Frontal fibrosing alopecia usually affects women and people assigned female at birth (AFAB) after menopause, most often after age 50. But women as young as age 21 can have FFA, too. Women of African descent also tend to show symptoms earlier, sometimes in their early 40s. Men, or people assigned male at birth (AMAB), rarely have this condition.

People may be at higher risk of frontal fibrosing alopecia if they have:

How common is frontal fibrosing alopecia?

Frontal fibrosing alopecia is a somewhat rare condition, but growing numbers of people around the world are getting it.


Symptoms and Causes

What causes frontal fibrosing alopecia?

Researchers don’t know the exact cause of frontal fibrosing alopecia. But they suspect:

  • Autoimmune disease, when your immune system attacks the openings where your hair grows (hair follicles). FFA may be a type of autoimmune disease (lichen planus) that causes scarring and inflammation of the scalp (lichen planopilaris).
  • Genetics, as cases of FFA are sometimes seen in families.
  • Hormones, as most people with FFA are post-menopausal.
  • Surgeries, such as facelifts or hair transplants.

Researchers also suspect that environmental factors may trigger FFA in people with a family history of the condition (genetic predisposition). These environmental factors may include:

  • Exposure to the sun.
  • Infections from viruses.
  • Medications.
  • Pollutants (dioxins) in food made from animals.
  • Sunscreens.

What are the symptoms of frontal fibrosing alopecia?

The main symptom of frontal fibrosing alopecia is hair loss along the front and sides of your hairline. This hair loss can start slowly but worsen over time. Your skin in this area may look normal, but can also appear:

  • Pale.
  • Scarred.
  • Shiny.

The other main FFA symptom is eyebrow loss. This symptom may happen before the hair loss on your scalp. Eyebrow loss affects between 80% and 90% of women with FFA.
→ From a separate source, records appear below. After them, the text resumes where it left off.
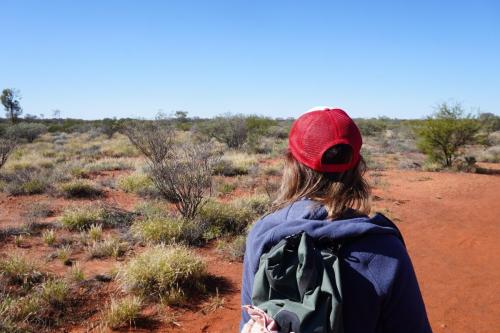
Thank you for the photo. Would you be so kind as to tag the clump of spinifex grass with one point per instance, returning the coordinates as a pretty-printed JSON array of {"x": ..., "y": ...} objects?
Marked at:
[
  {"x": 80, "y": 189},
  {"x": 18, "y": 269},
  {"x": 169, "y": 273},
  {"x": 121, "y": 312}
]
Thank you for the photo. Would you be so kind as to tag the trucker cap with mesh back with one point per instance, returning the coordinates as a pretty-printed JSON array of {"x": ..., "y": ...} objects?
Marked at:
[{"x": 319, "y": 129}]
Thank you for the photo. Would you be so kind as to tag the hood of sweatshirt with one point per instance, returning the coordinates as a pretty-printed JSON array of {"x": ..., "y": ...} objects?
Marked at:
[{"x": 306, "y": 215}]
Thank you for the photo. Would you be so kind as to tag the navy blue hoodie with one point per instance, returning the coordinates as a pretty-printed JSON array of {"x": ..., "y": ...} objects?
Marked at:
[{"x": 380, "y": 290}]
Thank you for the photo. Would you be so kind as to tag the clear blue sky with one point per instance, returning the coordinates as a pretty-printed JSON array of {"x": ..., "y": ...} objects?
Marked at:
[{"x": 95, "y": 59}]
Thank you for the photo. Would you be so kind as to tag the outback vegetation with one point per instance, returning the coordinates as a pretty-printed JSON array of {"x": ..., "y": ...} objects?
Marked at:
[{"x": 131, "y": 223}]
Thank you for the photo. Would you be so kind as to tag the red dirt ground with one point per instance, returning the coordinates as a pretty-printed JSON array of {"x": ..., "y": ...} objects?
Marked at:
[{"x": 451, "y": 224}]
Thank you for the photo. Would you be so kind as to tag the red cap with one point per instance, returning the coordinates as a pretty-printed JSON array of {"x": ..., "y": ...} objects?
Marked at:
[{"x": 319, "y": 129}]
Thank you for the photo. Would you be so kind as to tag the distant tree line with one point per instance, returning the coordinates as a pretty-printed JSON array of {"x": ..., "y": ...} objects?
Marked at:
[{"x": 441, "y": 136}]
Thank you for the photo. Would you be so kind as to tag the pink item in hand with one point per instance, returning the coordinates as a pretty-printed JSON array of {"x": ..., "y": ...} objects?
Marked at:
[{"x": 259, "y": 321}]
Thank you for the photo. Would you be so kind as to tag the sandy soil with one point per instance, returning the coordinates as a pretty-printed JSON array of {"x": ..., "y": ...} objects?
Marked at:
[{"x": 450, "y": 222}]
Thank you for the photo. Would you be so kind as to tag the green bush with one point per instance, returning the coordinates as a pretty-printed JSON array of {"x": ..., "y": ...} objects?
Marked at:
[
  {"x": 443, "y": 136},
  {"x": 80, "y": 189},
  {"x": 111, "y": 247},
  {"x": 233, "y": 249},
  {"x": 122, "y": 312},
  {"x": 158, "y": 229},
  {"x": 109, "y": 164},
  {"x": 54, "y": 292},
  {"x": 259, "y": 204},
  {"x": 224, "y": 219},
  {"x": 18, "y": 269},
  {"x": 136, "y": 183},
  {"x": 26, "y": 181},
  {"x": 77, "y": 218},
  {"x": 170, "y": 273}
]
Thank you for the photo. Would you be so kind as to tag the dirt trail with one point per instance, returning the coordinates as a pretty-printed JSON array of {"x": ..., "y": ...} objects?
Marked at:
[{"x": 451, "y": 224}]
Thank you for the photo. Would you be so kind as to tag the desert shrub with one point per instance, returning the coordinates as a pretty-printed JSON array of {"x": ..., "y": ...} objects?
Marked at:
[
  {"x": 109, "y": 127},
  {"x": 24, "y": 309},
  {"x": 76, "y": 218},
  {"x": 259, "y": 204},
  {"x": 63, "y": 253},
  {"x": 273, "y": 170},
  {"x": 49, "y": 237},
  {"x": 54, "y": 292},
  {"x": 149, "y": 209},
  {"x": 490, "y": 154},
  {"x": 223, "y": 218},
  {"x": 27, "y": 131},
  {"x": 136, "y": 183},
  {"x": 181, "y": 173},
  {"x": 233, "y": 249},
  {"x": 234, "y": 164},
  {"x": 158, "y": 229},
  {"x": 229, "y": 129},
  {"x": 442, "y": 136},
  {"x": 111, "y": 247},
  {"x": 6, "y": 148},
  {"x": 18, "y": 269},
  {"x": 372, "y": 126},
  {"x": 26, "y": 181},
  {"x": 170, "y": 273},
  {"x": 226, "y": 188},
  {"x": 109, "y": 164},
  {"x": 489, "y": 122},
  {"x": 121, "y": 312},
  {"x": 76, "y": 273},
  {"x": 80, "y": 189}
]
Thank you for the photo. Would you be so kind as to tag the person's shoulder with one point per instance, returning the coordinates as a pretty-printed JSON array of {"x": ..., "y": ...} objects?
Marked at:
[{"x": 383, "y": 256}]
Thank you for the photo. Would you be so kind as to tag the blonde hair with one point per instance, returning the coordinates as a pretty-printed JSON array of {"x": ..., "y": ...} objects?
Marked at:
[{"x": 339, "y": 193}]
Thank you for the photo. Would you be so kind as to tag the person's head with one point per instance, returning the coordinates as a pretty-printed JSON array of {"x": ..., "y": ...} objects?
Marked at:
[{"x": 323, "y": 163}]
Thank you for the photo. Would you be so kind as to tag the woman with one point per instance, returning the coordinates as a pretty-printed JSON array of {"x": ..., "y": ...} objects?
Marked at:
[{"x": 323, "y": 193}]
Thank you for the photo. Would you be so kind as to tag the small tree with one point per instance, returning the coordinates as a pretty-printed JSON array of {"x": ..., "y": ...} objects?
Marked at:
[
  {"x": 443, "y": 135},
  {"x": 181, "y": 172},
  {"x": 11, "y": 101},
  {"x": 109, "y": 127},
  {"x": 229, "y": 129},
  {"x": 6, "y": 147}
]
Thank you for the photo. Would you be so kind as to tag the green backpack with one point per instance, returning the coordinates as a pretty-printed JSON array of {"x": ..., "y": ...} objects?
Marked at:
[{"x": 298, "y": 285}]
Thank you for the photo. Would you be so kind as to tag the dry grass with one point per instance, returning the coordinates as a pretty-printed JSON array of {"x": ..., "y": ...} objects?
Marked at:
[{"x": 164, "y": 272}]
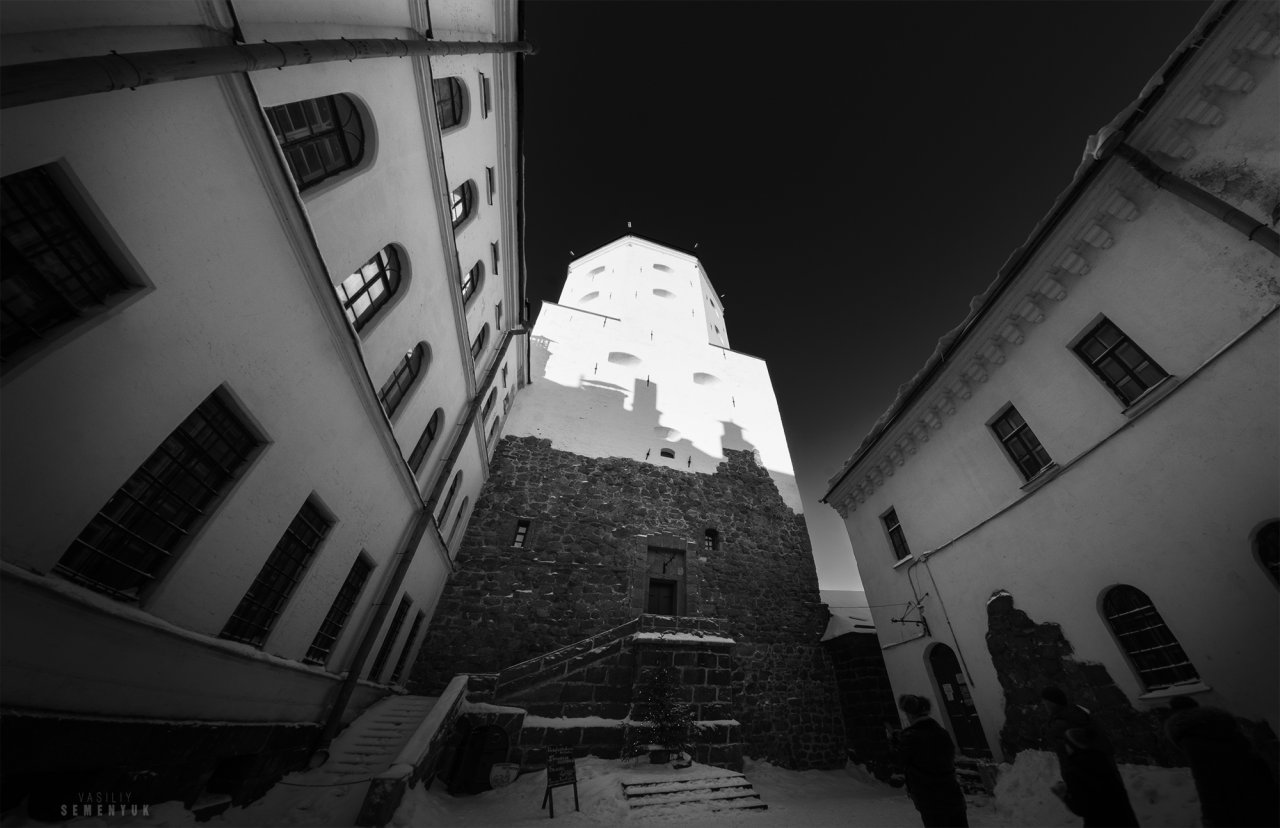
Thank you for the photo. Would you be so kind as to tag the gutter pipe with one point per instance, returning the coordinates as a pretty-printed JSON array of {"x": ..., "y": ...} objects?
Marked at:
[{"x": 71, "y": 77}]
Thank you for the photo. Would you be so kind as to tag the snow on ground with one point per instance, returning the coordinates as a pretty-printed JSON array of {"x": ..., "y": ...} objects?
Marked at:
[{"x": 809, "y": 799}]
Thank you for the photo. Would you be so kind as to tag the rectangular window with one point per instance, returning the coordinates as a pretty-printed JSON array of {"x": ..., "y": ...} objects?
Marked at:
[
  {"x": 128, "y": 541},
  {"x": 261, "y": 605},
  {"x": 339, "y": 612},
  {"x": 896, "y": 538},
  {"x": 1020, "y": 443},
  {"x": 1121, "y": 365},
  {"x": 53, "y": 269},
  {"x": 408, "y": 646},
  {"x": 389, "y": 641}
]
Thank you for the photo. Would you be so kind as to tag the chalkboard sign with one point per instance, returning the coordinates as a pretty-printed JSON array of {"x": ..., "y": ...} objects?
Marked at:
[{"x": 560, "y": 772}]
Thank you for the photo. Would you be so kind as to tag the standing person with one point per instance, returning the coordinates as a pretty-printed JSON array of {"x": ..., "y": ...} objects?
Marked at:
[
  {"x": 928, "y": 759},
  {"x": 1091, "y": 786},
  {"x": 1232, "y": 778}
]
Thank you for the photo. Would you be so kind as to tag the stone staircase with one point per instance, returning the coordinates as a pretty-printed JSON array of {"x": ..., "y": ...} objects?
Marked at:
[{"x": 698, "y": 790}]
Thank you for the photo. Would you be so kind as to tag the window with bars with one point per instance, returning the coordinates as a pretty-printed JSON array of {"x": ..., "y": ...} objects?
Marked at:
[
  {"x": 471, "y": 282},
  {"x": 451, "y": 101},
  {"x": 461, "y": 204},
  {"x": 145, "y": 522},
  {"x": 255, "y": 616},
  {"x": 1020, "y": 443},
  {"x": 51, "y": 268},
  {"x": 389, "y": 641},
  {"x": 320, "y": 137},
  {"x": 339, "y": 611},
  {"x": 426, "y": 440},
  {"x": 370, "y": 288},
  {"x": 408, "y": 646},
  {"x": 521, "y": 538},
  {"x": 1148, "y": 643},
  {"x": 1121, "y": 365},
  {"x": 402, "y": 379},
  {"x": 896, "y": 536}
]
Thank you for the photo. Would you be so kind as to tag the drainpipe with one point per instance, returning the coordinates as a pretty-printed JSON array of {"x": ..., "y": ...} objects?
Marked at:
[
  {"x": 71, "y": 77},
  {"x": 1253, "y": 229}
]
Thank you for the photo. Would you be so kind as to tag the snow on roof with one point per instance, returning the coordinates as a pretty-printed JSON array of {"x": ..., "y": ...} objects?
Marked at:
[{"x": 1124, "y": 122}]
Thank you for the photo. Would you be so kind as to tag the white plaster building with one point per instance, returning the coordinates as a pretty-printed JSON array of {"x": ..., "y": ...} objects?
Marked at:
[
  {"x": 251, "y": 324},
  {"x": 1098, "y": 438},
  {"x": 634, "y": 361}
]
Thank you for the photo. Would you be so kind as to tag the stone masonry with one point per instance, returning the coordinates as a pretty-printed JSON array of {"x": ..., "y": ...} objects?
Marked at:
[{"x": 584, "y": 568}]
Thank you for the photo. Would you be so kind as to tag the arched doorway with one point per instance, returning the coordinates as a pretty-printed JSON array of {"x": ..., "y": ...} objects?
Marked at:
[{"x": 958, "y": 703}]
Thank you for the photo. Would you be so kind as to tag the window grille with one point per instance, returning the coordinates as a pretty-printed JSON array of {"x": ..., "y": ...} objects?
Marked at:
[
  {"x": 339, "y": 611},
  {"x": 402, "y": 379},
  {"x": 1143, "y": 635},
  {"x": 320, "y": 137},
  {"x": 1020, "y": 443},
  {"x": 370, "y": 288},
  {"x": 1120, "y": 364},
  {"x": 140, "y": 529},
  {"x": 53, "y": 269},
  {"x": 261, "y": 605}
]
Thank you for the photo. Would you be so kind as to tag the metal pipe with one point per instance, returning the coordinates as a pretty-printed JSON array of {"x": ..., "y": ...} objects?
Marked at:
[
  {"x": 69, "y": 77},
  {"x": 1253, "y": 229}
]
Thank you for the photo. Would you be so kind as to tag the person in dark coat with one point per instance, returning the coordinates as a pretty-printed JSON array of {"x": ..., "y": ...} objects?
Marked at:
[
  {"x": 1091, "y": 786},
  {"x": 1234, "y": 783},
  {"x": 928, "y": 759}
]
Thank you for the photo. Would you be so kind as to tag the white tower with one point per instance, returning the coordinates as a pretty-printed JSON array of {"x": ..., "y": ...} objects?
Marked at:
[{"x": 634, "y": 362}]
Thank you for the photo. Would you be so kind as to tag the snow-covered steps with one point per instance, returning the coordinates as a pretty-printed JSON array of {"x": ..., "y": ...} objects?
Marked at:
[{"x": 700, "y": 788}]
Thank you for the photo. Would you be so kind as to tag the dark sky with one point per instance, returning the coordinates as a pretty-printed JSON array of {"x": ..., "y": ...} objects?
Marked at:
[{"x": 851, "y": 173}]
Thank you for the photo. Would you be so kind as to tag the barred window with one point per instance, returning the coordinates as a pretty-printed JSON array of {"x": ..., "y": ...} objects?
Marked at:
[
  {"x": 53, "y": 269},
  {"x": 402, "y": 379},
  {"x": 896, "y": 536},
  {"x": 339, "y": 612},
  {"x": 321, "y": 137},
  {"x": 255, "y": 616},
  {"x": 144, "y": 524},
  {"x": 1020, "y": 443},
  {"x": 426, "y": 440},
  {"x": 408, "y": 646},
  {"x": 461, "y": 204},
  {"x": 389, "y": 641},
  {"x": 471, "y": 282},
  {"x": 1143, "y": 635},
  {"x": 451, "y": 101},
  {"x": 1120, "y": 364}
]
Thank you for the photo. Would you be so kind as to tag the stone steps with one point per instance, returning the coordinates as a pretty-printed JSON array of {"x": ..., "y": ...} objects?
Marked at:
[{"x": 726, "y": 790}]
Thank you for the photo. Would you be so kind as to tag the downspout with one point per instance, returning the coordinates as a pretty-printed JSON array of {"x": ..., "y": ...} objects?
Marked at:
[{"x": 69, "y": 77}]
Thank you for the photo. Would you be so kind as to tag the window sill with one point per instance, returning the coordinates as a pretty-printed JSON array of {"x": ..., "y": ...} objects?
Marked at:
[
  {"x": 1041, "y": 477},
  {"x": 1152, "y": 396},
  {"x": 1175, "y": 690}
]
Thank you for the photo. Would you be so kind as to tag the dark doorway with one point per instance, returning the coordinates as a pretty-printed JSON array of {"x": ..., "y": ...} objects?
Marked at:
[{"x": 958, "y": 703}]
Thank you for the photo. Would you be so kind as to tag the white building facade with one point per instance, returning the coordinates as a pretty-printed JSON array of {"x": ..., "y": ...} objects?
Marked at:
[
  {"x": 1093, "y": 456},
  {"x": 250, "y": 324}
]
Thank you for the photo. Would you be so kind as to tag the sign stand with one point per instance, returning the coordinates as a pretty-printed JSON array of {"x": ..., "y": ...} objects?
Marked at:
[{"x": 560, "y": 772}]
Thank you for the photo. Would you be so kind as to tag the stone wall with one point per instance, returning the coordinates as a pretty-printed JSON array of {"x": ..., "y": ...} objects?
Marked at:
[
  {"x": 865, "y": 698},
  {"x": 584, "y": 570}
]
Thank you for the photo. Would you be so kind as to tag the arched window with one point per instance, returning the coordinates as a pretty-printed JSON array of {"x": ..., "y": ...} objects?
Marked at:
[
  {"x": 426, "y": 440},
  {"x": 448, "y": 498},
  {"x": 366, "y": 291},
  {"x": 451, "y": 101},
  {"x": 478, "y": 346},
  {"x": 471, "y": 282},
  {"x": 460, "y": 205},
  {"x": 1143, "y": 635},
  {"x": 1266, "y": 547},
  {"x": 402, "y": 379},
  {"x": 320, "y": 137}
]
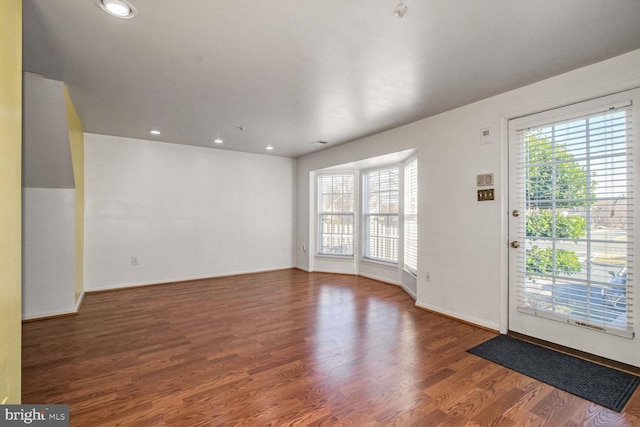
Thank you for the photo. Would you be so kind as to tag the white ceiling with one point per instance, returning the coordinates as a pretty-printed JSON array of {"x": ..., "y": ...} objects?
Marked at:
[{"x": 296, "y": 71}]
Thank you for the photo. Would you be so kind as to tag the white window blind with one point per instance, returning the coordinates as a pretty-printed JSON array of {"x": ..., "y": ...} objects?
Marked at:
[
  {"x": 380, "y": 208},
  {"x": 575, "y": 178},
  {"x": 335, "y": 214},
  {"x": 411, "y": 217}
]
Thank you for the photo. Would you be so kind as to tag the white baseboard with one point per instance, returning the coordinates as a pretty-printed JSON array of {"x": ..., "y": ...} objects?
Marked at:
[
  {"x": 79, "y": 302},
  {"x": 44, "y": 314},
  {"x": 184, "y": 279}
]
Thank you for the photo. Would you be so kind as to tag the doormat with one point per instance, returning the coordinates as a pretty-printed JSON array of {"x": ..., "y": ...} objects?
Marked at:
[{"x": 602, "y": 385}]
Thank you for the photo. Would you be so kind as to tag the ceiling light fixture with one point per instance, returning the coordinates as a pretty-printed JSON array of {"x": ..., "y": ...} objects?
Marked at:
[
  {"x": 119, "y": 8},
  {"x": 400, "y": 10}
]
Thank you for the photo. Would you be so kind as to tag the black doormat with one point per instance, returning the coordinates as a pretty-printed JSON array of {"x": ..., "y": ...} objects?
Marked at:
[{"x": 602, "y": 385}]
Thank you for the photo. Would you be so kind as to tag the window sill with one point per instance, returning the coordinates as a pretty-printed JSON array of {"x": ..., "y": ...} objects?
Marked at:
[
  {"x": 389, "y": 265},
  {"x": 345, "y": 258}
]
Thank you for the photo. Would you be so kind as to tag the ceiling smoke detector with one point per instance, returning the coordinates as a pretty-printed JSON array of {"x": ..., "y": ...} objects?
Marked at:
[{"x": 400, "y": 10}]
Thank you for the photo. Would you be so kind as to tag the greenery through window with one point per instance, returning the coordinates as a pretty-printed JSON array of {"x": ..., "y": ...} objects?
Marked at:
[
  {"x": 381, "y": 214},
  {"x": 336, "y": 214}
]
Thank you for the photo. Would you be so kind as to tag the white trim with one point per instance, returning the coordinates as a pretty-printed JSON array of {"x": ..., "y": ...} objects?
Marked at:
[
  {"x": 33, "y": 316},
  {"x": 409, "y": 291},
  {"x": 187, "y": 279},
  {"x": 455, "y": 315},
  {"x": 380, "y": 279},
  {"x": 79, "y": 302},
  {"x": 504, "y": 229}
]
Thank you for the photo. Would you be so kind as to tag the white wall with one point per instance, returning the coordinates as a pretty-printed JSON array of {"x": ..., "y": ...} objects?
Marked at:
[
  {"x": 463, "y": 243},
  {"x": 48, "y": 262},
  {"x": 48, "y": 284},
  {"x": 185, "y": 212}
]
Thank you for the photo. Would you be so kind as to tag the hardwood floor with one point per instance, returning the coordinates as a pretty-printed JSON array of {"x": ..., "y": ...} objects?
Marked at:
[{"x": 284, "y": 347}]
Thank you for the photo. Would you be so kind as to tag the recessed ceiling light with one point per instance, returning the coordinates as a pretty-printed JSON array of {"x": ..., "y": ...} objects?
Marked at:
[{"x": 118, "y": 8}]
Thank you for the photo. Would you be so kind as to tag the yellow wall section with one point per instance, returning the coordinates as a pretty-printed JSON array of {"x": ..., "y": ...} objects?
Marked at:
[
  {"x": 10, "y": 199},
  {"x": 76, "y": 139}
]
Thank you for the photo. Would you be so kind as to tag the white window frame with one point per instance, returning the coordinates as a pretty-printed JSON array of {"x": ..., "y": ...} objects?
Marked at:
[
  {"x": 380, "y": 213},
  {"x": 320, "y": 251},
  {"x": 410, "y": 216}
]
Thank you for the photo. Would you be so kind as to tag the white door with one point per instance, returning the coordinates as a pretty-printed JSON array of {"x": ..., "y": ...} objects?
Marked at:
[{"x": 572, "y": 201}]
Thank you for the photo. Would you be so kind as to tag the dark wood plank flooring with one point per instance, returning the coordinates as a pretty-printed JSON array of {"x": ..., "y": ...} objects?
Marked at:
[{"x": 281, "y": 348}]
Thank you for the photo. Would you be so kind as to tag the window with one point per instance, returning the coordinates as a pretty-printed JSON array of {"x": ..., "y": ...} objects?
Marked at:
[
  {"x": 411, "y": 217},
  {"x": 380, "y": 207},
  {"x": 577, "y": 187},
  {"x": 335, "y": 214}
]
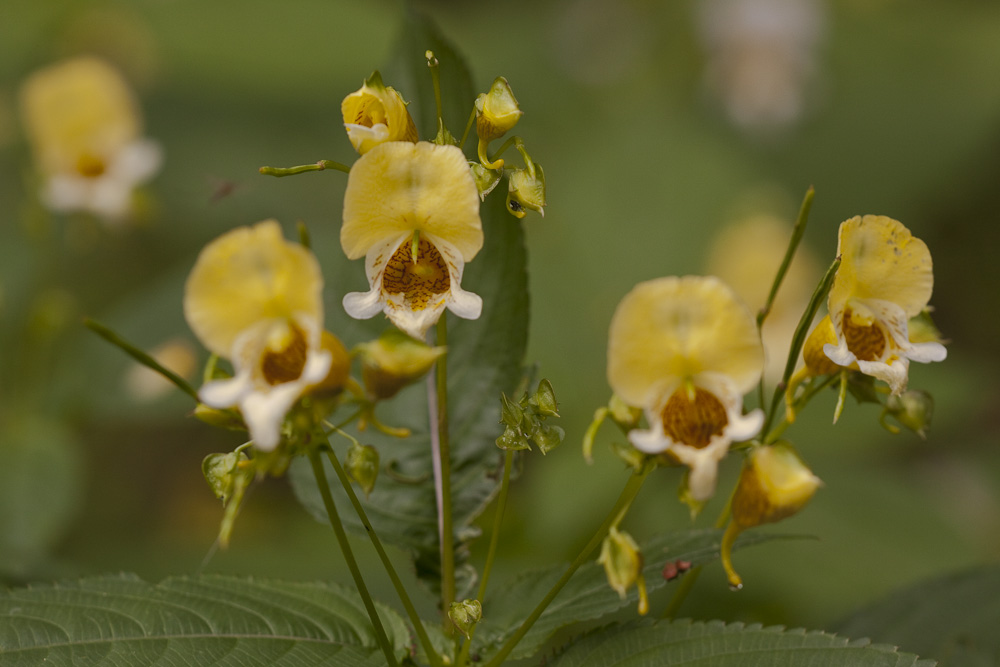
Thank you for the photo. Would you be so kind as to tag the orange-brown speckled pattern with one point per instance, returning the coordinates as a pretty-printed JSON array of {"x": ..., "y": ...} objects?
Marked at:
[
  {"x": 418, "y": 281},
  {"x": 693, "y": 423},
  {"x": 285, "y": 365},
  {"x": 867, "y": 343}
]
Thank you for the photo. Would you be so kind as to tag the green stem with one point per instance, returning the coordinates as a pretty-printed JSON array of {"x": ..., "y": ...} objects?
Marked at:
[
  {"x": 319, "y": 165},
  {"x": 624, "y": 500},
  {"x": 443, "y": 470},
  {"x": 687, "y": 582},
  {"x": 508, "y": 463},
  {"x": 799, "y": 338},
  {"x": 140, "y": 356},
  {"x": 359, "y": 582},
  {"x": 411, "y": 611}
]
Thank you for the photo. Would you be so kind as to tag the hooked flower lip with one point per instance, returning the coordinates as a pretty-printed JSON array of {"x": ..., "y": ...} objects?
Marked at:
[
  {"x": 885, "y": 279},
  {"x": 686, "y": 350},
  {"x": 412, "y": 210},
  {"x": 256, "y": 299},
  {"x": 85, "y": 129}
]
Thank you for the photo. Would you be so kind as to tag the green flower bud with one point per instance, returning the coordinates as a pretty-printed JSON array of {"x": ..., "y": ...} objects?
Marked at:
[
  {"x": 486, "y": 179},
  {"x": 465, "y": 615},
  {"x": 512, "y": 439},
  {"x": 394, "y": 360},
  {"x": 526, "y": 190},
  {"x": 622, "y": 563},
  {"x": 545, "y": 399},
  {"x": 361, "y": 465},
  {"x": 913, "y": 409},
  {"x": 497, "y": 111}
]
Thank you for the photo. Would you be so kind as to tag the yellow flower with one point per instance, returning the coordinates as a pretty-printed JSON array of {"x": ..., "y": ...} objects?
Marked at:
[
  {"x": 412, "y": 210},
  {"x": 885, "y": 278},
  {"x": 256, "y": 299},
  {"x": 686, "y": 350},
  {"x": 85, "y": 131},
  {"x": 774, "y": 484},
  {"x": 376, "y": 113}
]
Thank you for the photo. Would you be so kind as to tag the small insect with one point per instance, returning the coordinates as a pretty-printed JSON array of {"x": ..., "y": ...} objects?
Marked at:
[{"x": 674, "y": 569}]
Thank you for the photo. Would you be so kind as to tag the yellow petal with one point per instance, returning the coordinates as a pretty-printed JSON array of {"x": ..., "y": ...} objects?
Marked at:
[
  {"x": 246, "y": 276},
  {"x": 398, "y": 187},
  {"x": 669, "y": 329},
  {"x": 78, "y": 114},
  {"x": 881, "y": 260}
]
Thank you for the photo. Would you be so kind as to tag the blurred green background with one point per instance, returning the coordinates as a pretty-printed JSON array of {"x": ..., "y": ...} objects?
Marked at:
[{"x": 657, "y": 123}]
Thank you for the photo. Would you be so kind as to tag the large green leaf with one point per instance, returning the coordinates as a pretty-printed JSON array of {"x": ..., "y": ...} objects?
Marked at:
[
  {"x": 484, "y": 359},
  {"x": 716, "y": 644},
  {"x": 587, "y": 596},
  {"x": 953, "y": 618},
  {"x": 210, "y": 620}
]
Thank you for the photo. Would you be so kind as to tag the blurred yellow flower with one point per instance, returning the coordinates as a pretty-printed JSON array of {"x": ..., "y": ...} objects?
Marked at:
[
  {"x": 885, "y": 278},
  {"x": 686, "y": 350},
  {"x": 376, "y": 113},
  {"x": 85, "y": 130},
  {"x": 412, "y": 210},
  {"x": 256, "y": 299}
]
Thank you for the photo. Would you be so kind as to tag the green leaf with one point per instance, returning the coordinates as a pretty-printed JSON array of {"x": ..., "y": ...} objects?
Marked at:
[
  {"x": 121, "y": 620},
  {"x": 714, "y": 643},
  {"x": 953, "y": 618},
  {"x": 587, "y": 596},
  {"x": 40, "y": 484}
]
Other early symptoms of FFA may include:

  • Flat, dark brown or gray areas of skin on your face and neck (hyperpigmentation).
  • Itchy skin (pruritus) or pain on your scalp.
  • Large veins on your forehead.
  • Rosacea.
  • Small yellow- or skin-colored bumps that look like pimples near your hairline or on your face or scalp.

Less common symptoms of frontal fibrosing alopecia include hair loss from:

  • Arms or legs.
  • Eyelashes.
  • Face.
  • Pubic region.
  • Underarms.

More rarely, people with white hair may notice a few hairs return to their original color.


Diagnosis and Tests

How is frontal fibrosing alopecia diagnosed?

Your healthcare provider will ask about your:

  • Medical history.
  • Medications you take.
  • Symptoms, including when you started having hair loss and on what body parts your hair loss occurred.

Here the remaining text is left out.